Review: ‘Village of Women’

A pleasing if almost bizarrely lightweight look at a harrowing period in Algerian history, "Village of Women" depicts a rural town's improving shift toward matriarchical rule when the menfolk are occupied by either work or warfare.

A pleasing if almost bizarrely lightweight look at a harrowing period in Algerian history, “Village of Women” depicts a rural town’s improving shift toward matriarchical rule when the menfolk are occupied by either work or warfare. Veteran thesp and helmer Mohamed Chouikh’s loosely structured ensembler has fun turning the tables on male supremacy, though there’s not much narrative spine holdings things together. Arab and women’s fests should take note.
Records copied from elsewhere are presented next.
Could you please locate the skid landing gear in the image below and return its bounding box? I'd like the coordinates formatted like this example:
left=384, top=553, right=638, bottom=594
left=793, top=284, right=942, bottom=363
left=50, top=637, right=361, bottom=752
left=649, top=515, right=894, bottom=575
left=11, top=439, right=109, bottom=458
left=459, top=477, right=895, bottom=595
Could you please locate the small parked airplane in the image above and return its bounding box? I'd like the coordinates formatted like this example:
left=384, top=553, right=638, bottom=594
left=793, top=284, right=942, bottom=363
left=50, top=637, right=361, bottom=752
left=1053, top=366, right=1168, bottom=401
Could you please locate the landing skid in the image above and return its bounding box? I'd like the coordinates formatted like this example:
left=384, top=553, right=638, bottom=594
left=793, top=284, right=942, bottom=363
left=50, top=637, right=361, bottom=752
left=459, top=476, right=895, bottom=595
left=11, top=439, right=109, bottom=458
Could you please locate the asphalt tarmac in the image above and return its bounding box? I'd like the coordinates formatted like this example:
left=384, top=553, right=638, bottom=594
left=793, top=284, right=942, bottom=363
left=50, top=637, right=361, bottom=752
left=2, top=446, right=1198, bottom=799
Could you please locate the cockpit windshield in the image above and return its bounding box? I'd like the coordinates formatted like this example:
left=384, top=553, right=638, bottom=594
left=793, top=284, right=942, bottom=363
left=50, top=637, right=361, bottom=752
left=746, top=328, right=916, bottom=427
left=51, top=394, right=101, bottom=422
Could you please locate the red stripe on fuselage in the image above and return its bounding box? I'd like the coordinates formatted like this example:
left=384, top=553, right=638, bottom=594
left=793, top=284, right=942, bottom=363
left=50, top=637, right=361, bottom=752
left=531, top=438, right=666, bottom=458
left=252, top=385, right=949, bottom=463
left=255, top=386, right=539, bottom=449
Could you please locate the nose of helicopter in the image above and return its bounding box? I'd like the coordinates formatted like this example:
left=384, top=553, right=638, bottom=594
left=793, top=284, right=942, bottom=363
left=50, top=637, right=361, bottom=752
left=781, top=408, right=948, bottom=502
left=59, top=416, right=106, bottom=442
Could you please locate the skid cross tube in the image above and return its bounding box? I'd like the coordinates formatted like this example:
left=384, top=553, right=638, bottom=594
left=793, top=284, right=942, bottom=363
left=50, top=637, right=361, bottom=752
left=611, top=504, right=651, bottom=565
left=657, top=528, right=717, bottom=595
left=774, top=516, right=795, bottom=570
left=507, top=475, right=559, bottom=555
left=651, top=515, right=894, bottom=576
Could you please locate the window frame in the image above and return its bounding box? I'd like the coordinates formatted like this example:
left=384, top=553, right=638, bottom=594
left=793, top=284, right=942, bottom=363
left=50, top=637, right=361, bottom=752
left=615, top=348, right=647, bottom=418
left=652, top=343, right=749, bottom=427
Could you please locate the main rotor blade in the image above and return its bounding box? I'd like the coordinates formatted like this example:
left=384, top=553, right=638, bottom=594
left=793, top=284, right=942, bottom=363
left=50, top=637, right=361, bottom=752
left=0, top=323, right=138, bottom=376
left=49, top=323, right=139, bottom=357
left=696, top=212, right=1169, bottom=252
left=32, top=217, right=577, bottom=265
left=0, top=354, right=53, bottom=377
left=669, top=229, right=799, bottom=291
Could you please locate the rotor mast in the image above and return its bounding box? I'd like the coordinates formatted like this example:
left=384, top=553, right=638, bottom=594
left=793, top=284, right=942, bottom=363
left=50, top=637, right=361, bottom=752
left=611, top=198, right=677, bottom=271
Beautiful but grim young Sabrina (Sofia Nouacer) is the nominal heroine. Having seen her parents and sister killed by marauders, she’s now vengefully well-suited to defend the village from the terrorists crawling through area hills during the early ’90s struggle between insurgents and government. Arming the womenfolk for this purpose has been a last resort of husbands forced to leave for factory jobs several dangerous hours away. But their wives and daughters find the experience at least as liberating as it is perilous. Birth, death, teenage love, a rebel’s chastened return home and even romantic interest for Sabrina dot an anecdotal progress stronger on character comedy than conveying danger. Design contribs are vibrantly colorful.

Village of Women

Algeria

Production

An ACIMA Films production in association with ENTV. Produced by Albert Pigot. Directed, written by Mohamed Chouikh.

Crew

Camera (color), Allel Yahiaoui; editor, Yamina Bachir Chouikh; music, Khaled Barkat. Reviewed at San Francisco Arab Film Festival, Sept. 24, 2005. Running time: 98 MIN.

With

Sofia Nouacer, Khaled Benaissa, Bahia Rachedi, Nawal Zaatar, Khadri Seghir, Aida Guechoud, Said Hilmi, Abidi Dalila, Salima Labidi, Amine Chouikh, Amina Ouznadji, Lynda Sellam, Yasmine Chouikh, Selhani Mounia, Rahim Cherif.